La Guinée équatoriale entre dans une nouvelle période d’instabilité politique. Mardi 16 juin 2026, le Premier ministre Manuel Osa Nsue Nsua a présenté au président Teodoro Obiang Nguema Mbasogo la démission collective de son gouvernement.

Arrivé aux affaires il y a moins de deux ans, l’exécutif sortant laisse un bilan jugé très décevant : seuls 10 % des objectifs de développement fixés par la présidence auraient été réalisés.

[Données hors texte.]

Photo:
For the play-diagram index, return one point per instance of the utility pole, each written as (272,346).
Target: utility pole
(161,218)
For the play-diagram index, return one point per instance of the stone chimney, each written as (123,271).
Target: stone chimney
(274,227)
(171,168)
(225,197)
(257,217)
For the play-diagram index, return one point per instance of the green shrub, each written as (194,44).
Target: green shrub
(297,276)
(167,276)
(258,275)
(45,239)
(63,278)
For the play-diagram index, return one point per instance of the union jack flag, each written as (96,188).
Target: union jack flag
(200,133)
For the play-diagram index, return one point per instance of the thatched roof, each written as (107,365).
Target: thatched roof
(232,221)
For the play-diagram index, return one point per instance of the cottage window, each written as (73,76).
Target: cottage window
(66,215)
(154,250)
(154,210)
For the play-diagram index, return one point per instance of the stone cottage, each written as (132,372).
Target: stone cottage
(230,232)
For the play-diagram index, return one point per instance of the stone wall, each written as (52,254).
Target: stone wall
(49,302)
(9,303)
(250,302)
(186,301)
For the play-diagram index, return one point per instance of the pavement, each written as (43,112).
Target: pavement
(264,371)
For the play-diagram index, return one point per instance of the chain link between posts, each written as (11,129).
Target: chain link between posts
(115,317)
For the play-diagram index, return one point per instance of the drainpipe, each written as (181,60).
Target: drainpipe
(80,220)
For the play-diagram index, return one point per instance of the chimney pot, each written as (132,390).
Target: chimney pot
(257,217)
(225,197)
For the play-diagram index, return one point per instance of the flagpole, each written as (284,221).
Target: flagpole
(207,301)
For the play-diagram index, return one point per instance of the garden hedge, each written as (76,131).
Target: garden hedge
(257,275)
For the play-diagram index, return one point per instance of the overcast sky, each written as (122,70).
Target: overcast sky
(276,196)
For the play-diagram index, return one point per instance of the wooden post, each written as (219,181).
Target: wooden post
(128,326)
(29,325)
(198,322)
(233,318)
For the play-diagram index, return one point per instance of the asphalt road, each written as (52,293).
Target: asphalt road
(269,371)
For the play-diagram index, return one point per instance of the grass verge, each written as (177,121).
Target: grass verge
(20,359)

Loin de l’image de redressement économique et d’efficacité administrative qui l’avait accompagné à sa nomination.

Nommé en août 2024, Manuel Osa Nsue Nsua avait pour mission de relancer une économie fragilisée par la chute des revenus pétroliers et d’assainir la gestion de l’État.

Mais au sommet de l’État, la déception a fini par l’emporter.

Le vice-président Teodoro Nguema Obiang Mangue a pointé du doigt les performances jugées médiocres de plusieurs ministères, alors que les ressources nécessaires avaient été allouées.

De son côté, le PDGE, au pouvoir depuis des décennies, a évoqué des dysfonctionnements administratifs, des cas de corruption et une mauvaise gestion des finances publiques.

Ce constat a suffi à trancher : il faut passer à autre chose et mettre en place une nouvelle équipe.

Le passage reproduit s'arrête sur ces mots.